NEWS10 June 2019

Google pays $2.6bn for data analytics firm

Data analytics M&A News North America

US – Alphabet’s Google has paid $2.6bn in cash for California-based business intelligence and data analytics company, Looker.

Google

Looker will join Google Cloud. Its chief executive, Thomas Kurian, is behind this purchase – his first since joining the company in November 2018 – and Alphabet’s biggest since it bought Nest in 2014.

Kurian said: “The combination of Google Cloud and Looker will enable customers to harness data in new ways to drive their digital transformation. We remain committed to our multi-cloud strategy and will retain and expand Looker’s capabilities to analyse data across Clouds.”

Looker was founded in 2012, employs about 800 people and has raised $281m in venture capital. It shares more than 350 customers including Buzzfeed, Hearst, King and WPP Essence. Its chief executive, Frank Bien, is expected to stay at Google.
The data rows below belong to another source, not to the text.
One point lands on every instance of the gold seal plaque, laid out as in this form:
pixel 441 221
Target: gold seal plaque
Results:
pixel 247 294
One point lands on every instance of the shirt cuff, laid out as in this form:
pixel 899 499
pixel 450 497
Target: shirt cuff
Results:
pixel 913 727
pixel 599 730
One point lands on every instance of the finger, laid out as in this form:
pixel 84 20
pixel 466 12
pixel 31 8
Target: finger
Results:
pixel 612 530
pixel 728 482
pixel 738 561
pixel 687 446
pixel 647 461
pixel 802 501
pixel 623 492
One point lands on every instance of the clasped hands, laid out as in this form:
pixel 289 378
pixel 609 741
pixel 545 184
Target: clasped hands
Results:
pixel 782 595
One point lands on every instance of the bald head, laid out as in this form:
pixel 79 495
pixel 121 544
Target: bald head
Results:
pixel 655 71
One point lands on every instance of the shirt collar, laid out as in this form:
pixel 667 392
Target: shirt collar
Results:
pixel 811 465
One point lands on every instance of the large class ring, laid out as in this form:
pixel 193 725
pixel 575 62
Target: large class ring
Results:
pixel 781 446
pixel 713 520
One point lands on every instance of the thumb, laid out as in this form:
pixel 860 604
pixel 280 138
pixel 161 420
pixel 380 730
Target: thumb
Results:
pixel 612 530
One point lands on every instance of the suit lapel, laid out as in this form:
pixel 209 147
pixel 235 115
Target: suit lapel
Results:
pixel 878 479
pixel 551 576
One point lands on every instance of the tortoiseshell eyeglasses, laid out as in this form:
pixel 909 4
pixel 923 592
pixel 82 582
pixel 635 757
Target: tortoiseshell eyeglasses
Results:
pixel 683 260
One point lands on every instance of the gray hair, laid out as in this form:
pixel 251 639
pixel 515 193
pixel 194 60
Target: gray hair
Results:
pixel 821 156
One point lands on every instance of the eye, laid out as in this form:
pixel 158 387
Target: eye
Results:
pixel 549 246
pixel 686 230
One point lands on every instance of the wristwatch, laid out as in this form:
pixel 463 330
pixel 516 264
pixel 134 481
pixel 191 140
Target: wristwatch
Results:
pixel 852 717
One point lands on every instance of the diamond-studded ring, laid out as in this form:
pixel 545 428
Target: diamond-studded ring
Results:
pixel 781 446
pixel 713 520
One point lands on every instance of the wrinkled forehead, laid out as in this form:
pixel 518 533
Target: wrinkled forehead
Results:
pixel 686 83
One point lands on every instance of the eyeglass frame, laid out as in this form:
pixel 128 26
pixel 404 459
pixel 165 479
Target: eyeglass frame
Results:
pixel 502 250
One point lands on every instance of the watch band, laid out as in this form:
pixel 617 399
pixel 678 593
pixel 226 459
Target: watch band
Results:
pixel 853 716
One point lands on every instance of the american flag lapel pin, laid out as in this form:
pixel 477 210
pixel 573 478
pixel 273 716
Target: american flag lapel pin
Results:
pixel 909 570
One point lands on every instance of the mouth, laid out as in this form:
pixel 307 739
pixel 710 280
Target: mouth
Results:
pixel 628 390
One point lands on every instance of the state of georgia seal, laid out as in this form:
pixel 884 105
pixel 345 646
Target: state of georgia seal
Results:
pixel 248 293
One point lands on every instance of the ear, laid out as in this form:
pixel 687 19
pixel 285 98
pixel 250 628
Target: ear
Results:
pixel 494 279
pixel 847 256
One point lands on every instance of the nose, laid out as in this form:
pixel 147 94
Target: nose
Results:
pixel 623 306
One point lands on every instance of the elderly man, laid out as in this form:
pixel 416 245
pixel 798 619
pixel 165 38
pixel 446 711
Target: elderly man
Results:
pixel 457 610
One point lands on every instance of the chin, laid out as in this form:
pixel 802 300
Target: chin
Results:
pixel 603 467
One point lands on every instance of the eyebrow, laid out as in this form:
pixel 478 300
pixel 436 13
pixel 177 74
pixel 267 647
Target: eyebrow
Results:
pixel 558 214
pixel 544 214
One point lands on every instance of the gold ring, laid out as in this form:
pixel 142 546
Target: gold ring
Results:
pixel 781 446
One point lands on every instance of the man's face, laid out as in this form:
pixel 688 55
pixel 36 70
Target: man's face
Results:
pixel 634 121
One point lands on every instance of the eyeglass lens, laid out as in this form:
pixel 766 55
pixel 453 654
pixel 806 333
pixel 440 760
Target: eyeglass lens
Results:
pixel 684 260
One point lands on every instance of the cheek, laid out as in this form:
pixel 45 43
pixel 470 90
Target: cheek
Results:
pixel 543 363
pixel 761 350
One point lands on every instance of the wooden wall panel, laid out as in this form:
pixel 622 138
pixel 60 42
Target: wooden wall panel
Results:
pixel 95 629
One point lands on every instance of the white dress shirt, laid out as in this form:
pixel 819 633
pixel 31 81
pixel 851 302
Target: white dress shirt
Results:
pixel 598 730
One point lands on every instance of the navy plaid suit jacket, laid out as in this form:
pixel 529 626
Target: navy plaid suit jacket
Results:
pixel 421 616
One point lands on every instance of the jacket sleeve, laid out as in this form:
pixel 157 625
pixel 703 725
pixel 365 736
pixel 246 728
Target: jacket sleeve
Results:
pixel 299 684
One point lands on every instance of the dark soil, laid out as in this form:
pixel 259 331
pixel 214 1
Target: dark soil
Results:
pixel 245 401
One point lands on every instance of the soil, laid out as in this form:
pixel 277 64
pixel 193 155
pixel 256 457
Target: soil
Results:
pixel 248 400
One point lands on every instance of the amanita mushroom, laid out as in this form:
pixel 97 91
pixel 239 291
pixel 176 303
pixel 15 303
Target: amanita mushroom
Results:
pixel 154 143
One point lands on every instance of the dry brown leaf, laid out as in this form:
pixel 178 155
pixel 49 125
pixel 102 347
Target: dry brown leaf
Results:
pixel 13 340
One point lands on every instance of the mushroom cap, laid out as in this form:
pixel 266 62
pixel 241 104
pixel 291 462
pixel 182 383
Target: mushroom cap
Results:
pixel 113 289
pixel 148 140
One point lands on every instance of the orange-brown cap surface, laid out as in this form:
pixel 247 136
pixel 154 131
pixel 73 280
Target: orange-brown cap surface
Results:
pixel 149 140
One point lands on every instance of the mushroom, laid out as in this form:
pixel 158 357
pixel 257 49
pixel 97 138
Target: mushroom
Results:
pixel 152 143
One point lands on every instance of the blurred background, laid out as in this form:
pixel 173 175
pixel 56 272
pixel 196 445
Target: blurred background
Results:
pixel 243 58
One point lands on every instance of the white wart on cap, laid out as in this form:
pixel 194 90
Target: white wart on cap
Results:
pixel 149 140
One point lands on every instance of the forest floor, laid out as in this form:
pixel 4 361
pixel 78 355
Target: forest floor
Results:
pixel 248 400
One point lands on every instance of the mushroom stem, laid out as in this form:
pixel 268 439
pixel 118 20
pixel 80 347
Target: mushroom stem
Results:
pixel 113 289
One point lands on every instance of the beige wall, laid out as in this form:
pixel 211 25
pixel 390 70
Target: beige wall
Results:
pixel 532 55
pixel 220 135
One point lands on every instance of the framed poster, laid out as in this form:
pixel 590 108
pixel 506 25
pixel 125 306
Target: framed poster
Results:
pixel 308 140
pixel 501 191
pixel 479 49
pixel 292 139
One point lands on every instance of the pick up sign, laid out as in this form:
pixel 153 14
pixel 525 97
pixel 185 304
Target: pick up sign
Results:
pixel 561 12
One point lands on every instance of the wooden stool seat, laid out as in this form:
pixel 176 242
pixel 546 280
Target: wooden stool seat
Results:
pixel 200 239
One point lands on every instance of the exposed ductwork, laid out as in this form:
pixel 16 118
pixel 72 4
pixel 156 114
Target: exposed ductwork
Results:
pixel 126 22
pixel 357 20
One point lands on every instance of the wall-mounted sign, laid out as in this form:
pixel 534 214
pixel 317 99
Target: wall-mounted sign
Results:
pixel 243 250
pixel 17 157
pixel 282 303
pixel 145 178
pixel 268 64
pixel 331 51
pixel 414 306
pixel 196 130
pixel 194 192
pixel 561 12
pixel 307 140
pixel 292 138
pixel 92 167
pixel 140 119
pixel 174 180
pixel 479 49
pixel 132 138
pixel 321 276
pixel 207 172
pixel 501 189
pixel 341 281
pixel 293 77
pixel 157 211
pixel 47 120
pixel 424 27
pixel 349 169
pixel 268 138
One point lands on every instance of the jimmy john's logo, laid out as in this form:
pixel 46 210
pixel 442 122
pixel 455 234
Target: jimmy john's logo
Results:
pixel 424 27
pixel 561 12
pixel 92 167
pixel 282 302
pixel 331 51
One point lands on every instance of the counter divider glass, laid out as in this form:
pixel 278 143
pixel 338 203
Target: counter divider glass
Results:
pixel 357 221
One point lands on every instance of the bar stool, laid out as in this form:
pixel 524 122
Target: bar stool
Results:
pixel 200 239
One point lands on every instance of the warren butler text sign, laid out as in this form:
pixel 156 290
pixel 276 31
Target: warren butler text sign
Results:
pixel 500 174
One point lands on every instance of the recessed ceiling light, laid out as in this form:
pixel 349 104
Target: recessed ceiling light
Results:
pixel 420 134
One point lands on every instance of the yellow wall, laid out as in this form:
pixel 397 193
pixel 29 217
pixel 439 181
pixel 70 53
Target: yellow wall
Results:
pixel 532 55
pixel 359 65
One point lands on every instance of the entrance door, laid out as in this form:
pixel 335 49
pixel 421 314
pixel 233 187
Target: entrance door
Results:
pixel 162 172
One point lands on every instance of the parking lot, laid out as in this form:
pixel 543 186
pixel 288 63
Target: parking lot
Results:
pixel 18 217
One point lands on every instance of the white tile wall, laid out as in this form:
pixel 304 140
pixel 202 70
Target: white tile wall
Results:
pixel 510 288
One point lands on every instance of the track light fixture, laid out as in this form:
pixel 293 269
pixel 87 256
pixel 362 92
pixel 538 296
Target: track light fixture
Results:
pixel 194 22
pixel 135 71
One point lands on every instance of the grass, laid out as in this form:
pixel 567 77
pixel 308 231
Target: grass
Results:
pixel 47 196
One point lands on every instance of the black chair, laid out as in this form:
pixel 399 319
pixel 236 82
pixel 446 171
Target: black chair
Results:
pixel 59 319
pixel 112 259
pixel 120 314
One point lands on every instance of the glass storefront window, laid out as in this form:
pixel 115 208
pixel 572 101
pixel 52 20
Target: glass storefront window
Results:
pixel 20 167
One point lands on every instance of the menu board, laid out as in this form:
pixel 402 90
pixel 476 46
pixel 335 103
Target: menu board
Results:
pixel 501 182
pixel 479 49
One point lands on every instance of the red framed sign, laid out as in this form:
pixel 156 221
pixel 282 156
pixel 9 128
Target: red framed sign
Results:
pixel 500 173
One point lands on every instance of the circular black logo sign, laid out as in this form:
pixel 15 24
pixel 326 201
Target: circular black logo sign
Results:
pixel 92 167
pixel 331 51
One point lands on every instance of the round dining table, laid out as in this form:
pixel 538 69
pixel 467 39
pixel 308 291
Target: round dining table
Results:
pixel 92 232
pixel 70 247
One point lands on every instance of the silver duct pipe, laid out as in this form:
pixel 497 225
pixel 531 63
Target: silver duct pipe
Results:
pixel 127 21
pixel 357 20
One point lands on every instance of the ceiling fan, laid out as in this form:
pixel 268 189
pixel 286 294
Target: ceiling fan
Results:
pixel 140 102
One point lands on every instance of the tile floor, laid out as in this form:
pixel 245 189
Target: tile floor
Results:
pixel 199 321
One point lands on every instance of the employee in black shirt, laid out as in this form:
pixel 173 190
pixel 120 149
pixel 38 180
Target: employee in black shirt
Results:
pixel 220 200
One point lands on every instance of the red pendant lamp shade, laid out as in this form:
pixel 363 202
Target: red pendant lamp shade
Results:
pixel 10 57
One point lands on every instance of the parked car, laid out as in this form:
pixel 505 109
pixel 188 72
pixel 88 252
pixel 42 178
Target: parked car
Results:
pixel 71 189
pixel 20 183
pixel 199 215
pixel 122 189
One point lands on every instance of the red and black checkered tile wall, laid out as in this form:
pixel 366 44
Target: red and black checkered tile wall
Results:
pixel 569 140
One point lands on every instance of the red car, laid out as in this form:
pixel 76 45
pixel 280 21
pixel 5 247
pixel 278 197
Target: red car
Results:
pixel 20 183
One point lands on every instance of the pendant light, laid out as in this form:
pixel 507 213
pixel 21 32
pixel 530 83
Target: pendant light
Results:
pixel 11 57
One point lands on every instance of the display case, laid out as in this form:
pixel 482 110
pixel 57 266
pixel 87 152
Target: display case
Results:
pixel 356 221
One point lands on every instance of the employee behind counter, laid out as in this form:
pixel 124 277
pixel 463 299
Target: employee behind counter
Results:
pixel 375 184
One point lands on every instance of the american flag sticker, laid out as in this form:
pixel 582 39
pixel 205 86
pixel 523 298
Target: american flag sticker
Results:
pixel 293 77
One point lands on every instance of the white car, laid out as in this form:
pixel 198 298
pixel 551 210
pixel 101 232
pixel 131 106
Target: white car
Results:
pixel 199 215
Bien added: “We’ll have greater reach, more resources, and the brightest minds in both analytics and cloud infrastructure working together to build an exciting path forward for our customers and partners. Together, we are reinventing what it means to solve business problems with data at an entirely different scale and value point.”

Amazon and Microsoft lead the cloud market – accounting for 32% and 13.7% respectively – with Google in third place at 7.6%, according to Canalys.

IDC put the worldwide revenue of big data and business analytics at £166bn in 2017 – up 11.7%.